樹脂は大きく以下の2つに分けることができます。
- 熱可塑性樹脂
- 熱硬化性樹脂
まず熱可塑性樹脂は熱を加えると軟化し、冷却すると硬化するという性質持っています。そのため耐熱性はありませんが、熱によって変形ができるため、成形がしやすい、加工性が高いという特徴があります。
一方熱硬化性樹脂は、熱を加えることで軟化するという性質は熱可塑性樹脂と変わりません。しかし熱を加え続けると、硬化します。一度硬化するとそれ以降加熱しても軟化しなくなるため、熱によって硬化させ、耐熱性の高い樹脂として、フライパンの撮って部分や、コンセントなど、耐熱性が必要なものに利用されます。
比較的成形しやすい樹脂
溶接とは工作物をつなげる加工法で、金属製品にも多く用いられています。溶接方法は大きく、融接・圧延・ろう接の3つに分けることができます。
まず融接は工作物の局部的に溶融し接合する方法で、代表的なレーザー溶接はビートと呼ばれる接合部分の外観が美しいと言われています。
圧延は接合部分を加熱して、圧力をかけることによって接合する方法です。代表的なスポット溶接は薄板の溶接を得意としています。
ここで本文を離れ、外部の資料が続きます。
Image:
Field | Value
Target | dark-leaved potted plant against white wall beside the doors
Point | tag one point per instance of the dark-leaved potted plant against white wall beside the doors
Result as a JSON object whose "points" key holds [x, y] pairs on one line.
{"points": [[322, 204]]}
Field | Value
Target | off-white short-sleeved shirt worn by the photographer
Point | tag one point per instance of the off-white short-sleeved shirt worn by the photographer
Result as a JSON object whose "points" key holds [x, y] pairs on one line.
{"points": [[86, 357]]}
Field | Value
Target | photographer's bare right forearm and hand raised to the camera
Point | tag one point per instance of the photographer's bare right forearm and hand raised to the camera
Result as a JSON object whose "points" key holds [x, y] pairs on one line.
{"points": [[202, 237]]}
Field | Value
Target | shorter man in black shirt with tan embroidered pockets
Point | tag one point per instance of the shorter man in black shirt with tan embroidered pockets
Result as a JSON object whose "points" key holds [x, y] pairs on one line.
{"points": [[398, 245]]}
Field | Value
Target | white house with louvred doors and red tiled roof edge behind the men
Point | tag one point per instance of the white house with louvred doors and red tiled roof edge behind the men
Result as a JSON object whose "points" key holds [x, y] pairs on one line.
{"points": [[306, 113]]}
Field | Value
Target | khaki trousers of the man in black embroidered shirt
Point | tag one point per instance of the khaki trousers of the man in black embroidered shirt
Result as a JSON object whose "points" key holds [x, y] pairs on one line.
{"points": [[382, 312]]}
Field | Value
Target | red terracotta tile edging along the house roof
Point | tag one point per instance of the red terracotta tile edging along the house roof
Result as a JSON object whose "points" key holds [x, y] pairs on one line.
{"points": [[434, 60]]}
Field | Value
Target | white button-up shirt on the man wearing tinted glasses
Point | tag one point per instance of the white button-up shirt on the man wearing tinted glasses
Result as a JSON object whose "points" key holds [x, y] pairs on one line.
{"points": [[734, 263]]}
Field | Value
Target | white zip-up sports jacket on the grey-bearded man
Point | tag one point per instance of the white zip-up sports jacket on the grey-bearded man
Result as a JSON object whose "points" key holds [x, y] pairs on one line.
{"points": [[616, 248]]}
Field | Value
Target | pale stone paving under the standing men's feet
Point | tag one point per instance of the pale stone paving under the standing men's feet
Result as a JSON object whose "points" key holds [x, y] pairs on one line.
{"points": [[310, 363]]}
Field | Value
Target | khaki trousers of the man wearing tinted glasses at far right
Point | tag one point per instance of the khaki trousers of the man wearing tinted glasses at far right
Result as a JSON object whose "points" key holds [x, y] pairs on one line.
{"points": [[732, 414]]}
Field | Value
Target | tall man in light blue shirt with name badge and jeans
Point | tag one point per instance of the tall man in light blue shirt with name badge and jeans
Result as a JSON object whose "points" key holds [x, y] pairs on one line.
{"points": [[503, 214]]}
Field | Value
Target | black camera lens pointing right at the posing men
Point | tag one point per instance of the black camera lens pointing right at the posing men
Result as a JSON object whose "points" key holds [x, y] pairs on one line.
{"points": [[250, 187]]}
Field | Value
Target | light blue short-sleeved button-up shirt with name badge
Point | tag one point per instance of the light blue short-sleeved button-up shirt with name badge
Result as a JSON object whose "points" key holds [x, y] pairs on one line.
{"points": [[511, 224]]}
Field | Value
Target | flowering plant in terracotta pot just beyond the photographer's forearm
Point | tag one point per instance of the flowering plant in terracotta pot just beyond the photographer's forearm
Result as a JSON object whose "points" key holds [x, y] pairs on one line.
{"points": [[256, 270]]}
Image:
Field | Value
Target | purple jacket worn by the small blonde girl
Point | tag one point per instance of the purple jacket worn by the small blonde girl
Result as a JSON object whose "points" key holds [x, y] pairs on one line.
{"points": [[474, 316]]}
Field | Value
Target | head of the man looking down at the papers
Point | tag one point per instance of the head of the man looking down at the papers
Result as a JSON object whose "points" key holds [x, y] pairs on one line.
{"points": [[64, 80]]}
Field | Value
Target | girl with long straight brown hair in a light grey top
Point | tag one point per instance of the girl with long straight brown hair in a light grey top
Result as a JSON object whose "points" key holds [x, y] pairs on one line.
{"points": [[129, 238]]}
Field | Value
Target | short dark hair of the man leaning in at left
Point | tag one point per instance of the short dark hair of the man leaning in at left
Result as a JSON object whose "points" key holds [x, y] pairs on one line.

ろう接は工作物同士を溶かすのではなく、他のものを溶かすことで、それが接着剤のような役割を果たし、結合することができる、というものです。はんだ付けなどがこの溶接方法の代表例です。
強度のある樹脂の溶接
樹脂の中で溶接が可能なのが、塩化ビニル(PVC)、アクリル(PMMA)、ポリエチレンテフタレート、ポリカボネート(PC)、ポリプロピレン、ポリエチレンの大きく6つです。
樹脂の溶接としては、溶接棒を用いたろう接が一番一般的で、溶接棒には塩化ビニルが用いられることが多いです。
溶接によく似た、溶着という接着方法がありますが、こちらは接着剤を接合したい部分に付けることで、工作物同士をくっつけます。そのため材質を溶かして接合している溶接の方が強度、気密性が高くなります。一方で、熱を加えて行われる加工法のため、工作物自体が歪んでしまう可能性があります。製品の用途、必要精度によって溶接と溶着の使い分けが必要です。
樹脂の溶接についてご紹介しました。熱に弱いというイメージが強い樹脂ですが、溶接も可能であるため、溶接が必要な用途でも、材質の一つとして樹脂を検討されてみてはいかがでしょうか。